This Small Business Innovative Research Phase I program seeks to develop new functional materials for supercapacitors. Supercapacitors are indispensable energy storage devices because their performance bridges those of batteries and conventional capacitors. Supercapacitors offer 100 times the power of batteries, 10,000 times the energy of conventional capacitors, and long cycle life (>106). Supercapacitors are increasingly in demand because of their power delivery performance that fills the gap between dielectric capacitors and traditional batteries. With the growing development of renewable energy sources and hybrid electric vehicles where peak power is needed, supercapacitors are acutely sought to complement or replace batteries. Their extraordinary power capabilities make them an ideal technology for applications where pulse power is needed. Potential broad-based applications include automobile regenerative braking systems, sensors, actuators, computer systems, UPS systems, welders, cameras, and power supplies. However, conventional supercapacitors currently lack the necessary performance required by these applications.

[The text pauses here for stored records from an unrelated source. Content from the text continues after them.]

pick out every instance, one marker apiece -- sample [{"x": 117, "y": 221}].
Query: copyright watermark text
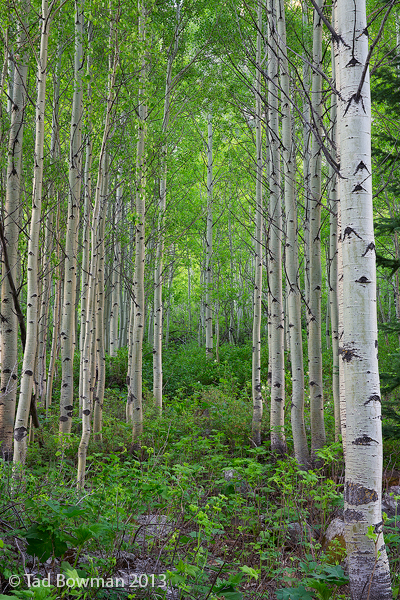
[{"x": 136, "y": 580}]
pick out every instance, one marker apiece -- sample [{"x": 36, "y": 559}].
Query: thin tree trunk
[
  {"x": 28, "y": 366},
  {"x": 116, "y": 275},
  {"x": 278, "y": 442},
  {"x": 158, "y": 271},
  {"x": 96, "y": 228},
  {"x": 333, "y": 266},
  {"x": 135, "y": 390},
  {"x": 10, "y": 233},
  {"x": 209, "y": 242},
  {"x": 100, "y": 302},
  {"x": 258, "y": 250},
  {"x": 71, "y": 239},
  {"x": 318, "y": 437},
  {"x": 292, "y": 261}
]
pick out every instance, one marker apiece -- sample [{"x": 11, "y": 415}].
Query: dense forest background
[{"x": 173, "y": 340}]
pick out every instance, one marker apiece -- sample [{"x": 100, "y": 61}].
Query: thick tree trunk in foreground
[{"x": 368, "y": 563}]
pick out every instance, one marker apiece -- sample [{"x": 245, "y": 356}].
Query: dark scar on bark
[
  {"x": 357, "y": 494},
  {"x": 352, "y": 515},
  {"x": 348, "y": 231},
  {"x": 373, "y": 398},
  {"x": 371, "y": 246},
  {"x": 347, "y": 355},
  {"x": 361, "y": 166},
  {"x": 364, "y": 440}
]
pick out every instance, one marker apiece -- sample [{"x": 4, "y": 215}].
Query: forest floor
[{"x": 193, "y": 511}]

The most significant challenges for supercapacitors are to dramatically increase their energy density and their power density. For this SBIR Phase I, Agiltron proposed a nano-engineered electrode for supercapacitors to address these two challenges simultaneously. We are developing a novel supercapacitor that will have two times the energy density and ten times the power density of the best conventional carbon-based supercapacitors. This will be achieved by fabricating a nano-enginneered electrode comprising core/shell fibrils with titanium carbide (TiC) as an inner core and carbide-derived carbon (CDC) as a shell. This novel core/shell nanostructured electrode material combines the recent breakthroughs in fabricating one-dimensional metal carbides and precision pore size engineering of carbide-derived carbon materials. Due to the metallic conductivity of TiC core, the proposed electrode inherently possesses high electrical conductivity allowing fast transport of electrons. Moreover, this new electrode design not only eliminates the use of a current collector but also drastically reduces contact resistance. These key attributes will lead to at least ten times the power density of conventional carbon-based supercapacitors. In addition, the use of nano-engineered CDC shells provides ideal electrode structure properties of high surface area, tunable pore size, and uniform pore size distribution, all contributing to achievement of energy densities that are at least two times that of conventional carbon-based supercapacitors. The novel core/shell nanostructured supercapacitors will provide unprecedented high performance that is far beyond conventional supercapacitors.
The proposed superior supercapacitors will meet the needs of quickly growing markets of hybrid electric vehicles (HEV), city buses, rails (heavy rail vehicles, tramways and metro), and renewable energy systems (wind power and solar applications). Other potential domestic applications include communication equipment, sensors, actuators, computer systems, UPS systems, welders, inverters, cameras, copy machines, car stereo amplifiers, power supplies and solar generated walkway tiles. Core/shell nanostructured materials offer the potential to provide multifunctional application in supercapacitors, solar cells, and batteries. The success of this program will stimulate enthusiastic academic and industrial interests for using core/shell nanostructured materials to address significant energy problems, and thus open new horizons that have not been imagined.